A chemistry team led by Chemistry Professor Linda Nazar, at the University of Waterloo, Canada, appears to have achieved a major breakthrough in battery technology that could increase the range of electric motorcycles tremendously. According to the team, it discovered that the performance of a lithium-sulphur battery can be boosted dramatically by using a nanosheet of manganese dioxide. The increase has the potential to propel an electric vehicle three times further than a lithium-ion battery of the same weight.

Chemistry Professor Linda Nazar
Chemistry Professor Linda Nazar

Speaking on this, Dr Nazar said, “This is a major step forward and brings the Li-S battery one step closer to reality. Very few researchers study or even teach sulfur chemistry anymore. It’s ironic we had to look so far back in the literature to understand something that may so radically change our future.”

The study revealed that the surface of the manganese dioxide nanosheet essentially transforms the sulphur cathode of a Li-S battery into a high-performance cathode that can recharge more than 2,000 times. Cathodes and anodes are the two electrodes on a battery, separated by an electrolyte solution. Sulphur, which is an extremely abundant, relatively light, and very cheap battery material, historically hasn’t worked as a cathode material because it dissolves into the electrolyte solution as the battery discharges.

The university reported that previous research by Nazar found that metallic titanium oxide could work to stabilize the sulfur, but the research published this week shows that nanosheets of manganese dioxide work even better. The main goal of this paper is to explain the mechanism at work.

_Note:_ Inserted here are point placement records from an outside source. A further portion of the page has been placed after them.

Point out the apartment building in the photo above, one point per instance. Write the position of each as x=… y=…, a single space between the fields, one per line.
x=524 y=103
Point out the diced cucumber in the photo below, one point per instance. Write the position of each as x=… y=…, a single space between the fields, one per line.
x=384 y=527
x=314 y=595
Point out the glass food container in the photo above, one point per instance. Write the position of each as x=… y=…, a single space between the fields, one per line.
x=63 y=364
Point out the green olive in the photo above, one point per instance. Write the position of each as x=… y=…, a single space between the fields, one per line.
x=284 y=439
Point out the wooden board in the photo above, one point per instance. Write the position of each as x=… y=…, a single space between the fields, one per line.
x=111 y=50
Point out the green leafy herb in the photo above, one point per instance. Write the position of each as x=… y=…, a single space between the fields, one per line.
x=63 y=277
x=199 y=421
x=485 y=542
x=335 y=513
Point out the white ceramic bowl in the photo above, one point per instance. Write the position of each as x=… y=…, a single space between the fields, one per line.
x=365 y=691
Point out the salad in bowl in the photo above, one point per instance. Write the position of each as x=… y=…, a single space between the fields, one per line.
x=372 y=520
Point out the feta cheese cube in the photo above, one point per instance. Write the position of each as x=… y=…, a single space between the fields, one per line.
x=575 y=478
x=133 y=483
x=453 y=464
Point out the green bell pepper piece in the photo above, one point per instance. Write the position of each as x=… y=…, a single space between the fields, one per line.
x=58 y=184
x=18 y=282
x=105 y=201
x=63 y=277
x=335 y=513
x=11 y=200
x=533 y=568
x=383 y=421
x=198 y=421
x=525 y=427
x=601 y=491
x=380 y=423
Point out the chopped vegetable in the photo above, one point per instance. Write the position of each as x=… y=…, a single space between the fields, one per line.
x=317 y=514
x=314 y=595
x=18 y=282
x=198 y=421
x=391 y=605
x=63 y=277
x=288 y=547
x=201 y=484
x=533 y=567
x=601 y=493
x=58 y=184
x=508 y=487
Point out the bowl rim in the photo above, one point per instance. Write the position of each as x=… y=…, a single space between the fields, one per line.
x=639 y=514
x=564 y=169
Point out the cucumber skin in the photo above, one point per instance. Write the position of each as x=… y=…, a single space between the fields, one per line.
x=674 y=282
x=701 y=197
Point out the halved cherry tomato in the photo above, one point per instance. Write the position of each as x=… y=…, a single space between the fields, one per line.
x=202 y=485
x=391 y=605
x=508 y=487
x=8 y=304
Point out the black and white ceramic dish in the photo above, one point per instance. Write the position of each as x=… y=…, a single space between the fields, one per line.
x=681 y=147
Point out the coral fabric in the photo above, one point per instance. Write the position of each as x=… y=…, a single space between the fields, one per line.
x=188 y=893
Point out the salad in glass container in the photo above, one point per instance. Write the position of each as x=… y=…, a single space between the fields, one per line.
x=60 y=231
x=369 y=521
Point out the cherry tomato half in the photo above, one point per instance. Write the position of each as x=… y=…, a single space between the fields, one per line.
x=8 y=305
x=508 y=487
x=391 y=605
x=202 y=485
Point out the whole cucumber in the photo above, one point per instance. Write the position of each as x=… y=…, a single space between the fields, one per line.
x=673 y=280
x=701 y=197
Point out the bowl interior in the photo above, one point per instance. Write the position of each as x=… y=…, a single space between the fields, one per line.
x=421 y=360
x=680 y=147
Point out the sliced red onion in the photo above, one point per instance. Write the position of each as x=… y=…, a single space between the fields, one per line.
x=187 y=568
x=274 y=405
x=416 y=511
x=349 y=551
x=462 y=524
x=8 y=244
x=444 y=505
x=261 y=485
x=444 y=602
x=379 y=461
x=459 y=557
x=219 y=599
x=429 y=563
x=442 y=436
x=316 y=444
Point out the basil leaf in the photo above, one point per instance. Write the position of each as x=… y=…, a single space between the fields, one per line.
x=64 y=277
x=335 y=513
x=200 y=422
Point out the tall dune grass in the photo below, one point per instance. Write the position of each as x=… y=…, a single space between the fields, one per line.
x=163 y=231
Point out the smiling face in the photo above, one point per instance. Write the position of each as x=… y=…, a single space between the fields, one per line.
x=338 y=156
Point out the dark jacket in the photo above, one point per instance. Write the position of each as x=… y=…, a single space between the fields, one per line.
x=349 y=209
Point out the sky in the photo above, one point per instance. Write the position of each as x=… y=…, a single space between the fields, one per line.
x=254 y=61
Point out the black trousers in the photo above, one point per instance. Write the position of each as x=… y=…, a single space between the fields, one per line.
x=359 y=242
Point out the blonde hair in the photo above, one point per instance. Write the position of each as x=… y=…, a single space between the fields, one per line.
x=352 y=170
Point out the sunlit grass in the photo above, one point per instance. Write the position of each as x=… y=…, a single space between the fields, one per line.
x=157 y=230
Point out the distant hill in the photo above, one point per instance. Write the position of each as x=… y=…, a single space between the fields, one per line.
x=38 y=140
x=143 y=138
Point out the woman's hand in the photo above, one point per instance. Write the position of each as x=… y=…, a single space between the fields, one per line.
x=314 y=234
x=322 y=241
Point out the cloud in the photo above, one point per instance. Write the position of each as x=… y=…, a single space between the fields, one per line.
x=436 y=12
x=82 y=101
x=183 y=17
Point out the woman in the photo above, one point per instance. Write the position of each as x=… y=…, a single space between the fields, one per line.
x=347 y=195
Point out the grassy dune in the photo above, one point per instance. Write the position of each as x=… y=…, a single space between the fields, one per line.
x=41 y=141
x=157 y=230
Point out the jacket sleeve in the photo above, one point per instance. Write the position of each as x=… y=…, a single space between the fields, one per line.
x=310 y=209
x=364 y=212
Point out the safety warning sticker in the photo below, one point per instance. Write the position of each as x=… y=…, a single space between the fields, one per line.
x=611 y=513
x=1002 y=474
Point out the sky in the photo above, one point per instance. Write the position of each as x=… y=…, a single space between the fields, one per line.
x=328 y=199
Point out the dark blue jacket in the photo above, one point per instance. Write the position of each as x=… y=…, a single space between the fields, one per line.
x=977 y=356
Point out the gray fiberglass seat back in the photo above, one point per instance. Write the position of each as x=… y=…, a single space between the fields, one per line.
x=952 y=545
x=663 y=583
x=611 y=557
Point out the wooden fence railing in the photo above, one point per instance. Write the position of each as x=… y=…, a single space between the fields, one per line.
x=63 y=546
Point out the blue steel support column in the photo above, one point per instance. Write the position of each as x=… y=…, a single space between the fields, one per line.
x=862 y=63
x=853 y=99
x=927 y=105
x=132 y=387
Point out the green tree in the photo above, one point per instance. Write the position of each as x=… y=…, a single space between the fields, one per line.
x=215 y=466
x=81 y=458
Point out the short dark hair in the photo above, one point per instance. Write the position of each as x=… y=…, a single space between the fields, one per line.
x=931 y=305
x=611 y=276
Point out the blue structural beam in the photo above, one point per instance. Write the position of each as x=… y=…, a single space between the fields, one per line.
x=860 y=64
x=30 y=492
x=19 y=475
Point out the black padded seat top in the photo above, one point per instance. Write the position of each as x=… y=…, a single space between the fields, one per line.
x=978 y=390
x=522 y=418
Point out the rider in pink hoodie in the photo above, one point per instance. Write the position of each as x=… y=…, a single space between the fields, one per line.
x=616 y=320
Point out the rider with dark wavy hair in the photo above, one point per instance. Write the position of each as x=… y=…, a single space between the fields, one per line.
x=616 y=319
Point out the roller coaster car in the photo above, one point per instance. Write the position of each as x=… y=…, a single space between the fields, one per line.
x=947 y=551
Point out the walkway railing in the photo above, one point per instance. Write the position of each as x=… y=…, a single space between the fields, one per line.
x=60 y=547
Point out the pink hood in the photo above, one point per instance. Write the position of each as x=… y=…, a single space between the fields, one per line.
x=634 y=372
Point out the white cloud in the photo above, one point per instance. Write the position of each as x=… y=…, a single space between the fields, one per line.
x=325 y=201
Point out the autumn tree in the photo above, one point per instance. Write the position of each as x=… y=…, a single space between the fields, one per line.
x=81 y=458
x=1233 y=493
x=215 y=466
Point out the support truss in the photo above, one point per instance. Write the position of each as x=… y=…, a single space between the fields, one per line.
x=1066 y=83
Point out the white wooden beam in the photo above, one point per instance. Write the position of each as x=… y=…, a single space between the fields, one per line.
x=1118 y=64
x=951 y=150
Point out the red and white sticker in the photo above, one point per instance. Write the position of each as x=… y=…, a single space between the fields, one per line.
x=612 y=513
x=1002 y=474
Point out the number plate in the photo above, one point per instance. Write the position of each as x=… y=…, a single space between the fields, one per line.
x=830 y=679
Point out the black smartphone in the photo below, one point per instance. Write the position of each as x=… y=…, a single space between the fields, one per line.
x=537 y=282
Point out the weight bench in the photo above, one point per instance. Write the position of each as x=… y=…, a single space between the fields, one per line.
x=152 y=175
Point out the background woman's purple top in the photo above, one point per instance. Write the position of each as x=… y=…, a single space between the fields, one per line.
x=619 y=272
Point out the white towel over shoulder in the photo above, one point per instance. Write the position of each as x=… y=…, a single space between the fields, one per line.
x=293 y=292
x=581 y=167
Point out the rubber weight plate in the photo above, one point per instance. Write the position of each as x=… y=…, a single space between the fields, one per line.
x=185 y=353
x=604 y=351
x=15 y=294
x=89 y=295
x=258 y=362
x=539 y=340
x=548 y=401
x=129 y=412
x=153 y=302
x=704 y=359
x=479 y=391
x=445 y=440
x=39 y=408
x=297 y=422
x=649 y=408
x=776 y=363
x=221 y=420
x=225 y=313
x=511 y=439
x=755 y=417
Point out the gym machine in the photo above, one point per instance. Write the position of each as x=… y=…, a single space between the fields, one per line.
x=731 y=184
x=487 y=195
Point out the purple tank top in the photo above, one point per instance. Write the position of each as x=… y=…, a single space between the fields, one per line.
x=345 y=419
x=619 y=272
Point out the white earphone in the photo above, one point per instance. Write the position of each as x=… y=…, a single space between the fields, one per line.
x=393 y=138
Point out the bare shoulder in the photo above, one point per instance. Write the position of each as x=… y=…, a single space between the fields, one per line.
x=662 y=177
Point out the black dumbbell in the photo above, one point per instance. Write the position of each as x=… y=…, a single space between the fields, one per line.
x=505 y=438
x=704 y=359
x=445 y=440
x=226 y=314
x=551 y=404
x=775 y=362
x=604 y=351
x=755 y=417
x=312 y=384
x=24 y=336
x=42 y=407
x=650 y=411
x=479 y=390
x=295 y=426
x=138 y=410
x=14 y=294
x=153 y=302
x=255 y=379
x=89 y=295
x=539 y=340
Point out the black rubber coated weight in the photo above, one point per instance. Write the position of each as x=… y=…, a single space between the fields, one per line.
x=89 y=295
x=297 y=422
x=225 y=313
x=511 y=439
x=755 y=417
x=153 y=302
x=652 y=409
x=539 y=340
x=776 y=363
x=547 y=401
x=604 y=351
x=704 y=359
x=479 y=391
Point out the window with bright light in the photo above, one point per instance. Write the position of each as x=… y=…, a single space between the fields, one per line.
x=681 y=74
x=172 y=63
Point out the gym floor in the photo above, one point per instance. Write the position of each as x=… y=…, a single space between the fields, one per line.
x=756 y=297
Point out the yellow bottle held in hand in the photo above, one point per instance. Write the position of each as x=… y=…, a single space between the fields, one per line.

The chemical reaction that stabilizes the sulfur is similar to a chemical process discovered in 1845 during the golden age of German sulphur chemistry.

This could be it then. If things work out and this new technology got implemented in the batteries of electric motorcycles, then the ‘range issue’ would be solved. However, charging them would still be a problem unless we have got charging stations or ports located at some predefined intervals on all roads. Similar to fuel stations, I guess?